1991Meteoroloji Genel Müdürlüğü’nün verilerine göre 1991-2020 yılları arasında 4.8 santigrat derece ölçülen ortalama sıcaklık değeri 2022 yılında 8 santigrata çıkarak, geçmiş yıllara oranla 3.2 derece fark atmıştır. Tüm dünyanın gündeminde bulunan “iklim değişikliği” sorunu sadece küresel bir sorun olarak karşımıza çıkıyor.
Peki Küresel İklim Değişikliği Neden Olur?
Nüfus artışı ve beraberinde getirdiği enerji tüketimi, kömür, petrol, doğalgaz gibi fosil yakıtların kullanımı, ağaç kesimi, büyükbaş hayvancılığın artışı ve tüm bunlarla beraber insan faaliyeti sonucu ortaya çıkardığı sera gazı emisyonlarındaki artışla beraber küresel iklim değişikliğine zemin hazırlayan büyük unsurlar olarak karşımıza çıkıyor.
İnsanlık tarihi boyunca yaşam kaynaklarımızın döngüsünü oluşturan mevsimler yerini sıcak ve kurak dönemlere yavaş yavaş bırakıyor, iklim değişikliği sürecini yavaşlatmak, oluşacak zararları geciktirmek adına yapılması gereken en önemli unsurların başında bilinçli kullanım geliyor. Yaz aylarında meydana gelen orman yangınları, kış aylarında beklenen kar yağışlarının yaşanmaması, suyun gereksiz kullanımından doğan kuraklıklar, hava kirliliği vb. durumlar ise bilinçsiz kullanımın sonucunda meydana gelen olumsuzluklar olarak yer alıyor.

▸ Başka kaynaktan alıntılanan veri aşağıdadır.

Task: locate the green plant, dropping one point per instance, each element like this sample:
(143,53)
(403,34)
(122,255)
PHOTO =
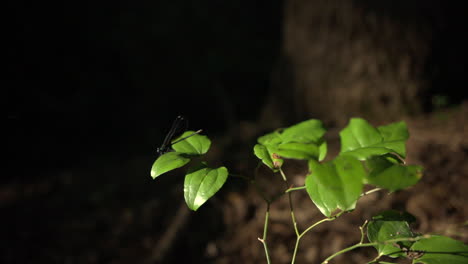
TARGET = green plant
(368,156)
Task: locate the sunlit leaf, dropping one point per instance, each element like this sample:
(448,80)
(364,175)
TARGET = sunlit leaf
(264,155)
(392,175)
(390,225)
(336,184)
(440,250)
(167,162)
(310,131)
(293,150)
(361,140)
(201,183)
(194,144)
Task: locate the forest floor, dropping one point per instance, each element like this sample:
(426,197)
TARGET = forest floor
(109,210)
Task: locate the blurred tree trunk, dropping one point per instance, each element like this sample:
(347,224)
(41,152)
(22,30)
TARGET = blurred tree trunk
(348,58)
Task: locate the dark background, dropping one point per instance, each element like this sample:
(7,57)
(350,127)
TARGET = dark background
(94,86)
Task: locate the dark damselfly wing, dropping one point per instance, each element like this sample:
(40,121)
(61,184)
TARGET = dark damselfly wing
(178,127)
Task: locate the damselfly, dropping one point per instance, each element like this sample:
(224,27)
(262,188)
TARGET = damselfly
(178,127)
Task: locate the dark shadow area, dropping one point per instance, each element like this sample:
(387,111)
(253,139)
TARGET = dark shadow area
(93,87)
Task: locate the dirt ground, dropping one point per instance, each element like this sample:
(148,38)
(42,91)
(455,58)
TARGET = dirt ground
(110,211)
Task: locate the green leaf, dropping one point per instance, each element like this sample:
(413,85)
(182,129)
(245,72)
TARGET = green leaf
(336,184)
(361,140)
(201,183)
(264,155)
(293,150)
(310,131)
(167,162)
(390,225)
(272,138)
(387,173)
(194,144)
(322,150)
(441,250)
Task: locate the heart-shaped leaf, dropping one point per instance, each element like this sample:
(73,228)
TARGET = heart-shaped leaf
(361,140)
(390,174)
(193,144)
(336,184)
(167,162)
(440,250)
(390,225)
(201,183)
(310,131)
(267,158)
(293,150)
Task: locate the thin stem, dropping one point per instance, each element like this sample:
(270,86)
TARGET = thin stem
(358,245)
(295,189)
(283,175)
(322,221)
(265,231)
(371,191)
(241,177)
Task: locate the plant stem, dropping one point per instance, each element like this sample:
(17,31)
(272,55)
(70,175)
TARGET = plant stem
(371,191)
(360,244)
(265,231)
(295,189)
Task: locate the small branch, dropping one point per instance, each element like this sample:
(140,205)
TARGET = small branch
(358,245)
(295,189)
(265,231)
(371,191)
(283,175)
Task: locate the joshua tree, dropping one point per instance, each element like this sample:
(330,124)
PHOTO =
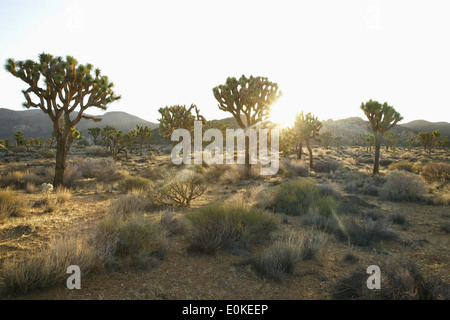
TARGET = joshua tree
(391,140)
(326,138)
(19,138)
(143,135)
(306,128)
(382,118)
(178,117)
(95,133)
(68,87)
(249,100)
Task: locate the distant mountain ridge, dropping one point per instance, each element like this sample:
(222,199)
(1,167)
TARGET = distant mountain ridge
(34,123)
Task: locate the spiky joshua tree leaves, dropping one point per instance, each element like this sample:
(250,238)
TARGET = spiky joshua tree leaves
(306,128)
(382,117)
(249,100)
(67,87)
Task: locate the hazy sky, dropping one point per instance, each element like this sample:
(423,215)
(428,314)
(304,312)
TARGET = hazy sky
(326,56)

Çevre, Şehircilik ve İklim Değişikliği Bakanı Murat Kurum, sosyal medya hesabından yaptığı paylaşımda iklim değişikliğinin yıkıcı sonuçlarına dikkat çekerek, “Bu tablo umut vermiyor. Hep söylüyoruz, kaynaklarımız sınırsız değil. Bu bilinçle çalışıp adımlarımızı atıyoruz. Hepimiz üzerimize düşeni yapmalıyız.” ifadelerine yer verdi.